41.4 Serious or Cautionary Effects

  • Hypertension: Regular BP monitoring is critical.

  • Serotonin Syndrome: Particularly with SSRIs or MAOIs; symptoms include agitation and increased autonomic instability.

  • Withdrawal symptoms can occur if discontinued abruptly; taper slowly.

  • Suicidal Ideation: Early treatment phase requires close mood monitoring.

41.5 Nursing Considerations for SNRIs

  • Monitor vital signs regularly—especially blood pressure.

  • Inform patients about therapeutic effects taking 2–4 weeks.

  • Avoid sudden cessation; gradual taper needed to prevent withdrawal.

  • Instruct against concurrent alcohol/CNS depressants.

  • Look for signs of serotonin syndrome.

41.6 Adverse Effects of SNRIs

  • Nausea, constipation, hyperhidrosis, erectile dysfunction, tachycardia, vomiting, palpitations, serotonin syndrome, hypertension, abnormal bleeding, angle closure glaucoma, urinary retention.

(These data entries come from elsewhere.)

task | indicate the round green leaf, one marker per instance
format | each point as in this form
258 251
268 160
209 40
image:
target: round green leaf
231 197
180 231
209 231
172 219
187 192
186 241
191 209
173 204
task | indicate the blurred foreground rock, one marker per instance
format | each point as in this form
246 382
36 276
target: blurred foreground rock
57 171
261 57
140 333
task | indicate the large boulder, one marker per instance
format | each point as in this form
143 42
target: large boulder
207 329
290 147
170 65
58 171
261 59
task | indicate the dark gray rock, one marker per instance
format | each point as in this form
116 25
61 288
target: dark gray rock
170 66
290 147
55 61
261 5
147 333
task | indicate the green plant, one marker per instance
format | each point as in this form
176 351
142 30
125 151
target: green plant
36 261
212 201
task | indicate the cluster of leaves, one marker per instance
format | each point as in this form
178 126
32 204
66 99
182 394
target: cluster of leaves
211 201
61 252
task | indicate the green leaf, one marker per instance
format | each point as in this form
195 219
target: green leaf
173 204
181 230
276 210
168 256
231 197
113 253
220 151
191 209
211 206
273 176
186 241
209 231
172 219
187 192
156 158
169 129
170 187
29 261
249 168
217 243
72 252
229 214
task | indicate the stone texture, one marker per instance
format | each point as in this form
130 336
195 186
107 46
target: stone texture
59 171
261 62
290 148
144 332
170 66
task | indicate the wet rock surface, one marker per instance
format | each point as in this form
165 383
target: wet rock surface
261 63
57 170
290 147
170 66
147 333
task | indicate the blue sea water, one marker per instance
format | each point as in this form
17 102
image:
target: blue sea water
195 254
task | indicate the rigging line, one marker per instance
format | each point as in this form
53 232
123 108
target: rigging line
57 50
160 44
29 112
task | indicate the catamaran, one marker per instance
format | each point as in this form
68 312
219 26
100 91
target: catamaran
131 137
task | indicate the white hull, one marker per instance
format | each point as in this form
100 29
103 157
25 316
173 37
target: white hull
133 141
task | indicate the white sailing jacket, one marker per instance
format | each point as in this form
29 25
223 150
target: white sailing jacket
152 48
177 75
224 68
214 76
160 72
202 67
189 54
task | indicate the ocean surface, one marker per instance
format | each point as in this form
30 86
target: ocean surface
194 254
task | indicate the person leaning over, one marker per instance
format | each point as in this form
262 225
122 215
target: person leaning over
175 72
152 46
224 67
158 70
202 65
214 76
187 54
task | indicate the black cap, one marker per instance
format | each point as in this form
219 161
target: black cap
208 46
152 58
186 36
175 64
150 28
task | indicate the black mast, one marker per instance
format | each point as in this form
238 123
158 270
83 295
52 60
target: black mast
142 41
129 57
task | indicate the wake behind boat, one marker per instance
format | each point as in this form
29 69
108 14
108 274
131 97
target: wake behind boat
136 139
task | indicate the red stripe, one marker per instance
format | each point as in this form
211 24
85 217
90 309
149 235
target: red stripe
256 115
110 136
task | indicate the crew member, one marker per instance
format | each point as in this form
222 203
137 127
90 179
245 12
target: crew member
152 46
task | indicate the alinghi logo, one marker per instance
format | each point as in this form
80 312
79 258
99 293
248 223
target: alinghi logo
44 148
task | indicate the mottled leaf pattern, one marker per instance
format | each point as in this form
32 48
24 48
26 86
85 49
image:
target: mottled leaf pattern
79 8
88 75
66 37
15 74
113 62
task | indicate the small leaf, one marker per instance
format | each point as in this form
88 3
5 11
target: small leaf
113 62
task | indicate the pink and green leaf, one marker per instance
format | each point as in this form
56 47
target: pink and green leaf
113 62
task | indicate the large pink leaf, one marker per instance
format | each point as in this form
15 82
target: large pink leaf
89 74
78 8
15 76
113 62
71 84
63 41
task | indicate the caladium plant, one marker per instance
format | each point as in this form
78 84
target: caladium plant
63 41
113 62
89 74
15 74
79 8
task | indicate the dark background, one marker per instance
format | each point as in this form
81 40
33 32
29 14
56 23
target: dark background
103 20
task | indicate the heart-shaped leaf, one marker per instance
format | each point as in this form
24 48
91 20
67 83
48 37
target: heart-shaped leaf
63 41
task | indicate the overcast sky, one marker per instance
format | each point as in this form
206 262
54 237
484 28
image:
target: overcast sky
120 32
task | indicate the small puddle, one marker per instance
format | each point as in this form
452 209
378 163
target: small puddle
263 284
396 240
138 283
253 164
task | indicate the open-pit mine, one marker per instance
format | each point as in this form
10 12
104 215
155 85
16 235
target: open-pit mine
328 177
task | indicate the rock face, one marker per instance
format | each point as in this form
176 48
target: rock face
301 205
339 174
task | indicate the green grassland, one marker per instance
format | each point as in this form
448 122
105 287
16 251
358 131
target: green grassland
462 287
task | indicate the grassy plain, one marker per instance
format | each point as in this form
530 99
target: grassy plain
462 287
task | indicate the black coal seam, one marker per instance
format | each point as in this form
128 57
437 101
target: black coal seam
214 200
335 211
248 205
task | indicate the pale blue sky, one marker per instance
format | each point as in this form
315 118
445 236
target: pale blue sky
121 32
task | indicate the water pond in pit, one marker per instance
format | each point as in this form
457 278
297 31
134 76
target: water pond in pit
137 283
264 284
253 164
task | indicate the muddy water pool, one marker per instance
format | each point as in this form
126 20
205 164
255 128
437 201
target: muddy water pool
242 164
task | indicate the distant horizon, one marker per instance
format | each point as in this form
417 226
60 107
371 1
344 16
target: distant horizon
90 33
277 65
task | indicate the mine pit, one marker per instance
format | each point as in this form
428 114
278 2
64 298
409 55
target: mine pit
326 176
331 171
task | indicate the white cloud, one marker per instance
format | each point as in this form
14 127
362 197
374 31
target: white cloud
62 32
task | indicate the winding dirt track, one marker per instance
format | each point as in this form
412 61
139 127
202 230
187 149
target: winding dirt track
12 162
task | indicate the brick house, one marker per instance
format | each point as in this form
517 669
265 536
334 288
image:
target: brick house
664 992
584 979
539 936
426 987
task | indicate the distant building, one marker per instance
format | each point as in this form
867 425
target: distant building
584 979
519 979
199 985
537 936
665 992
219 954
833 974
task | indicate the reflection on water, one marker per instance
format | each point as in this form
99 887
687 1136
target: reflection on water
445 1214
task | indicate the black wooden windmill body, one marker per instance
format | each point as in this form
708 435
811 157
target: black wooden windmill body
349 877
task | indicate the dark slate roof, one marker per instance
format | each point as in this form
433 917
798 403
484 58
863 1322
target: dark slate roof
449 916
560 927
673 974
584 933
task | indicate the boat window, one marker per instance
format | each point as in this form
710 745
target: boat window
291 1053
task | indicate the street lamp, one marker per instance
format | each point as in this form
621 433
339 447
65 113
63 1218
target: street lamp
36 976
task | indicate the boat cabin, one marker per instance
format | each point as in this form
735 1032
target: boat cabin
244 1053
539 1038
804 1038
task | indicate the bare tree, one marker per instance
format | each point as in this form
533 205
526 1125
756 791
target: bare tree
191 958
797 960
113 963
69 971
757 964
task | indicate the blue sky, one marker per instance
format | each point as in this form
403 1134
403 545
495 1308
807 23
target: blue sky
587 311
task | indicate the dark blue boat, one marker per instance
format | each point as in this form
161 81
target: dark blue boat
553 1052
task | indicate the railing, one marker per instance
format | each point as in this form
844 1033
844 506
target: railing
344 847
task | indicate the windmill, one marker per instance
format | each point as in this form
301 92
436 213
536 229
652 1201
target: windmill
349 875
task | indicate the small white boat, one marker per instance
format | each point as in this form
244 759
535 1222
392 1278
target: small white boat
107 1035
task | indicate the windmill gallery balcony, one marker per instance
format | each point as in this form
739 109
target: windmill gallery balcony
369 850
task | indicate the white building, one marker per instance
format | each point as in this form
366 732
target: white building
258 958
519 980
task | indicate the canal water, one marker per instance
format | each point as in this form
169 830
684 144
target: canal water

  • Drug Interactions: Be cautious with MAOIs, SSRIs, TCAs, serotonergic drugs, aspirin, and NSAIDs.

42. Monoamine Oxidase Inhibitors (MAOIs)

42.1 Overview

  • Definition: An older antidepressant class for major depressive disorder, particularly for unresponsive cases; requires strict dietary precautions due to hypertensive crisis risk.

  • Mechanism of Action: Block monoamine oxidase, increasing norepinephrine, serotonin, and dopamine in the brain for improved mood stabilization.

42.2 Common MAOIs

Generic Name

Brand Name

Phenelzine

Nardil

Tranylcypromine

Parnate

Isocarboxazid

Marplan

Selegiline (transdermal patch)

Emsam

42.3 Contraindications for MAOIs

  • Known allergy, pheochromocytoma, cardiovascular (CV) diseases, headaches, renal or hepatic impairment.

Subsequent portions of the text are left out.